Multi-clusters is something that all companies should embrace when their services deployed on the cloud have reached a certain level. According to the State of Kubernetes report of VMware 2020, 33% of Kubernetes adopters are operating 26 clusters or more, and 20% are running more than 50 clusters.

No matter using AWS, GKE, or other cloud providers, whether building the Kubernetes platform yourself or not, whether using the auto-scaling function or not, you’ll find a single cluster is limited in capacity. Recommended by Kubernetes official, the “largest” cluster should be

No more than 110 pods per node
No more than 5000 nodes
No more than 150000 total pods
No more than 300000 total containers

Many may think that their current cluster is performing greatly and the need for the multi-clusters is far away. However, they’ll be on the way to multi-clusters very soon.

Motivation

The single cluster we are adopting bears a great burden: It contains about 2000 namespaces, 3000 pods, but most of the resources in the cluster are GCP-related, including 10000 more StorageBucket, 10000 more IAM resources, and a considerable number of Bigtable and BigQuery related ones.
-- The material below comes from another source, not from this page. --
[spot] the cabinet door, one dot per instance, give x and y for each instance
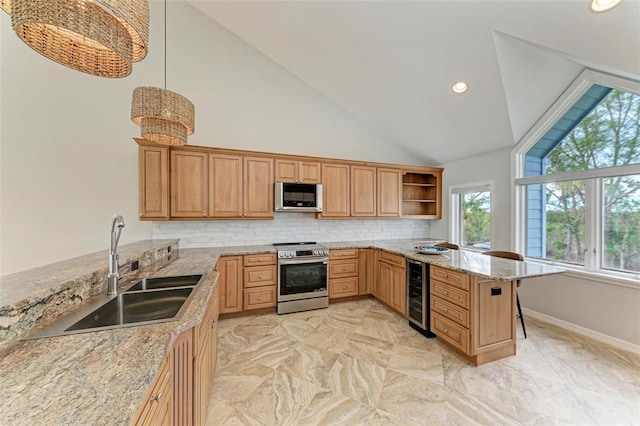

Meanwhile, the 50 operators are running dozens of internal or open-source controllers.

In terms of performance, the GKE auto-scaler works well currently. But we still started to seek the multi-clusters strategy and migrate our resources and services to multi-clusters for solving the following issues.

Expansibility. When deploying or upgrading a certain operator, the pods that depend on this operator have to restart, causing the thunder-herding in the entire cluster since these pods may manage a lot of resources in each namespace. And when the APIServer fails to respond to requests, errors occur. All pods are restarted repeatedly in hours due to Kubernetes’ failure-restart mechanism. Therefore, the single cluster can no longer meet our need to quickly upgrade, introduce new users, and deploy new resources.

"error": "Get "https://10.1.1.1:443/apis?timeout=32s": context deadline exceeded"Failed to get API Group-Resources", "error": "context deadline exceeded"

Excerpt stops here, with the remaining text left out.